To complement the theoretical learning, the Summer School provided us with the invaluable experience of visiting two of the distinct alternative visions for sustainable food systems. First, we explored G’s Farm, an industrial farm, responsible for more than 80% of the UK’s lettuce and other fresh produce. Spanning three continents and more than 20,000 hectares of crops, the visit gave a real insight into some of the cutting-edge technology being used to enhance crop efficiency and reduce chemical inputs and labour. This was in complete contrast to CoFarm, a small organic community farm on the outskirts of Cambridge that embodied the principles of agroecology. The farm’s approach showcased the significance of local, community-led initiatives in fostering sustainable agriculture and building resilience within local food systems, even when faced with shocks such as pandemics or the cost-of-living crisis.

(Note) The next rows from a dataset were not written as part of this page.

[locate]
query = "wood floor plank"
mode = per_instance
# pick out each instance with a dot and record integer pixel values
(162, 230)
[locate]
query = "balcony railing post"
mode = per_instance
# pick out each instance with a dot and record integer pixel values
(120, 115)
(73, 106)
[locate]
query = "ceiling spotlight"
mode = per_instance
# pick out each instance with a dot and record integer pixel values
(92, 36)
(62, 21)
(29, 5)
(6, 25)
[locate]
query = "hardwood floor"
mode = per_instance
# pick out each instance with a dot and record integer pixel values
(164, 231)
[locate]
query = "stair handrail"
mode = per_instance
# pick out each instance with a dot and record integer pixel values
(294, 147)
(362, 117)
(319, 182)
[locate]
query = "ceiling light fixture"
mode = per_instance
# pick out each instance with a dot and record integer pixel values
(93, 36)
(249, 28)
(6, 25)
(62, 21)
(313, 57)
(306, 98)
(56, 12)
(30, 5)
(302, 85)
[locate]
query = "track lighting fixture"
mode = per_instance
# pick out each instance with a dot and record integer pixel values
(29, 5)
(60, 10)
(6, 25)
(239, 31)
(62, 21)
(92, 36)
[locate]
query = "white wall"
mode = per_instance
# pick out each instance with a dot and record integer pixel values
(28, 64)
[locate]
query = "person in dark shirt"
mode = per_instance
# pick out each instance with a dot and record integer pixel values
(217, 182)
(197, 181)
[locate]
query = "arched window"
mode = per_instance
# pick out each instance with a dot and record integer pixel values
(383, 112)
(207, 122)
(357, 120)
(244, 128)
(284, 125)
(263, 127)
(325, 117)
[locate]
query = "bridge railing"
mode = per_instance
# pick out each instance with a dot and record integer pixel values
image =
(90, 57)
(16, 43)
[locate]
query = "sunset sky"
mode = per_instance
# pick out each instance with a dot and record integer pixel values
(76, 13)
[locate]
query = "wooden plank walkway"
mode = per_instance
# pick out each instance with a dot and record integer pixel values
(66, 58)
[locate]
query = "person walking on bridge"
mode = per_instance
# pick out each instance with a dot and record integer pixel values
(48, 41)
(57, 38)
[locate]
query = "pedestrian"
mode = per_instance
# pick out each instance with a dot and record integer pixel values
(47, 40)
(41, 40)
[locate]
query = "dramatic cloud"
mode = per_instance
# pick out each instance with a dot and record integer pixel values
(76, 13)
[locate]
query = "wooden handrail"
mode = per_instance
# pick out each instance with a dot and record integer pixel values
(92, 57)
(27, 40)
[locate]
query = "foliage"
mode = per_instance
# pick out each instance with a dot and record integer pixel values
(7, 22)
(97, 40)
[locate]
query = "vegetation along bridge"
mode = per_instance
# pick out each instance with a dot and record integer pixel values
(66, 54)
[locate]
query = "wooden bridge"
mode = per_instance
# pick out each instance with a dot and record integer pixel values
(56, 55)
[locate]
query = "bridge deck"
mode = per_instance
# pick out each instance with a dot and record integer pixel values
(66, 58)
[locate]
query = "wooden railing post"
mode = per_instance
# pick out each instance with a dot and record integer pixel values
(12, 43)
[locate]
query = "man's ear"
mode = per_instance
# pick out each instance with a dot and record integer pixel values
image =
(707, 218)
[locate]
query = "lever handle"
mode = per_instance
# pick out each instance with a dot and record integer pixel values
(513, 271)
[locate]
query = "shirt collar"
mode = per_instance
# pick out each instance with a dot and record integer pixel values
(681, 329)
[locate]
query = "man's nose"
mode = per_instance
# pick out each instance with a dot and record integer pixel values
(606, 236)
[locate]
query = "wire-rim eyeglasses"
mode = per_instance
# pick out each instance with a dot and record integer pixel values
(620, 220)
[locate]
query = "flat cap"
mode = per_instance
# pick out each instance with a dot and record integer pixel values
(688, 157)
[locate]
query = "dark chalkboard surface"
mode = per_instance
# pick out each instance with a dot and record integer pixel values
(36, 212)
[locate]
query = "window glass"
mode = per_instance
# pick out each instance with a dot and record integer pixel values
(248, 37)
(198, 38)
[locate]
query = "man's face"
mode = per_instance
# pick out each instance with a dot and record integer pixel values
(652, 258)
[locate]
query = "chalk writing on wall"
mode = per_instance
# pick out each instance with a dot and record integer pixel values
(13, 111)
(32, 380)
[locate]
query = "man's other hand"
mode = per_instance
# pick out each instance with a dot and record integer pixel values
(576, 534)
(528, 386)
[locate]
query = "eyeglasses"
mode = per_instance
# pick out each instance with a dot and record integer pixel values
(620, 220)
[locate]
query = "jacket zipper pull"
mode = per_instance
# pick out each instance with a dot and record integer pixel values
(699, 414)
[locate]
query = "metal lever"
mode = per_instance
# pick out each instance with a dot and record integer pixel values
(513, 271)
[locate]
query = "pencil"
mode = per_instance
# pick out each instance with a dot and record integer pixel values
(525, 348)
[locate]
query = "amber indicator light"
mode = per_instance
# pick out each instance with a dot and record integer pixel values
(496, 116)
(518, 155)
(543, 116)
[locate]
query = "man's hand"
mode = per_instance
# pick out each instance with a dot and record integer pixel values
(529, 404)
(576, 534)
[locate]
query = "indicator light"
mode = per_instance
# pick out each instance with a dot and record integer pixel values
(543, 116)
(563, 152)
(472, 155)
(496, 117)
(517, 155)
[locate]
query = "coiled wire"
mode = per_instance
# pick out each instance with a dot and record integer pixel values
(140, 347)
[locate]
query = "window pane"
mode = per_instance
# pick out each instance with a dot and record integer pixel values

Through engaging presentations, interactive discussions, and eye-opening farm visits, participants were empowered to contribute meaningfully to the collective effort to secure a more sustainable future for our planet. As we move forward, armed with newfound knowledge and inspiration, we carry the responsibility to act as catalysts for change, fostering sustainable practices in our communities and beyond.
Samuel Wairimu is an interdisciplinary food system PhD student at the Natural Resources Institute of the University of Greenwich under the United Kingdom Food Systems – Centre for Doctoral Training (UKFS-CDT) funded by the BBSRC. His doctoral research focuses on food environments and public health. He holds an MSc in Agriculture and Development from the University of Reading and a Bachelor of Commerce (Finance) degree from the University of Nairobi.
Ylva Koch is a recent Human Geography Graduate from the University of Edinburgh. She has various research projects in the pipeline and is particularly interested in Political Ecology, Contextualised Sustainability, and Local Food Systems.